In addition, the authors emphasized that “the majority of LRLs are largely neglected in language technologies” in general with current MT systems either performing poorly on them or not including them at all. “Some commercial systems like Google Translate support a number of LRLs, but many systems do not support any,” they said.
The authors pointed out that their work differs from existing studies since the focus here is on end users. The inclusion of a remarkable 204 languages, which incorporates 168 LRLs, underscores the commitment to addressing the diverse needs of LRL communities, which are frequently overlooked in the discourse on language technology. “We include more languages than any existing work […] to address the needs of various LRL communities,” they explained.
Slator Pro Guide: Translation AI
The Slator Pro Guide presents 10 new and impactful ways that LLMs can be used to enhance translation workflows.
To conduct their research, the team used data from FLORES-200 (an evaluation benchmark) and queried the OpenAI API to translate their test set from English into the target languages.
They evaluated ChatGPT’s MT performance across the entire language set and compared it with NLLB-MOE as their baseline, as it is the current state-of-the-art open-source MT model with wide language coverage. Comparative evaluations were also carried out against results from subsets of selected languages using Google Translate and GPT-4.
In their exploration of MT prompts, they employed both zero- and five-shot approaches for ChatGPT MT. The evaluation metrics, spBLEU and chrF2++, provided a robust basis for assessing the outputs.
The results suggest that while ChatGPT models approach or even surpass the performance of traditional MT models for some high-resource languages, they consistently lag for LRLs.
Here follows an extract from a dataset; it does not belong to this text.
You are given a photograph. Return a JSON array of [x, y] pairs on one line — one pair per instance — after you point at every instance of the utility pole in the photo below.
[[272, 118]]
Notably, African languages emerge as a particular challenge, with ChatGPT underperforming traditional MT in a substantial 84.1% of the languages studied.
Language Resources and Costs
The researchers also examined language features, including language resources, language family, and script, to assess the effectiveness of LLMs.
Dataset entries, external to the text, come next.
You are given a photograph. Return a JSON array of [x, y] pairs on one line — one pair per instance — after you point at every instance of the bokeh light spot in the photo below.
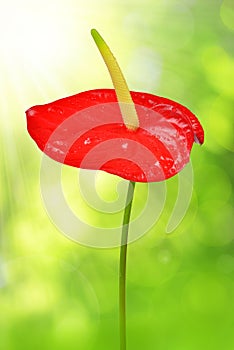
[[227, 13]]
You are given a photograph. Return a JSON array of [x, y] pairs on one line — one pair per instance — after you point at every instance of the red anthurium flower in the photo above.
[[135, 135]]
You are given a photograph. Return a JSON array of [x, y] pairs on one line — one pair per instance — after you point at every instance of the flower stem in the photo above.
[[122, 266]]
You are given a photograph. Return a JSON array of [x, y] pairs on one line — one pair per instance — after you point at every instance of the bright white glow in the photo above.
[[30, 34]]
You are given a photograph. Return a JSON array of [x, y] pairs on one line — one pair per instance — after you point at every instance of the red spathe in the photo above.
[[87, 131]]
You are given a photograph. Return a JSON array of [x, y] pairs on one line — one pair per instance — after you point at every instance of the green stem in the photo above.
[[122, 266]]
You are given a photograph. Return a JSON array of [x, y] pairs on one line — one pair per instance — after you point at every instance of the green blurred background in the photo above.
[[55, 294]]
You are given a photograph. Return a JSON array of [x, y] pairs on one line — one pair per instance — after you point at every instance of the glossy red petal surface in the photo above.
[[86, 131]]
This analysis aimed to uncover trends that could guide end users in selecting the most appropriate MT system for their specific language. “Analyzing this may reveal trends helpful to end users deciding which MT system to use, especially if their language is not represented here but shares some of the features we consider,” they said.
According to the authors, a language’s resource level is the most important feature in predicting ChatGPT’s MT effectiveness, while script is the least important.
The authors stressed financial aspects as well, particularly as it pertains to LLM users. “We evaluate monetary costs, since they are a concern for LLM users,” the authors said. Few-shot prompts, despite their potential for modest improvements in translation quality, come at a higher cost due to charges for both input and output tokens.
The authors emphasized that they want to help end users of various language communities know how and when to use LLM MT. “We expect that our contributions may benefit both direct end users, such as LRL speakers in need of translation, and indirect users, such as researchers of LRL translation considering ChatGPT to enhance specialized MT systems,” they concluded.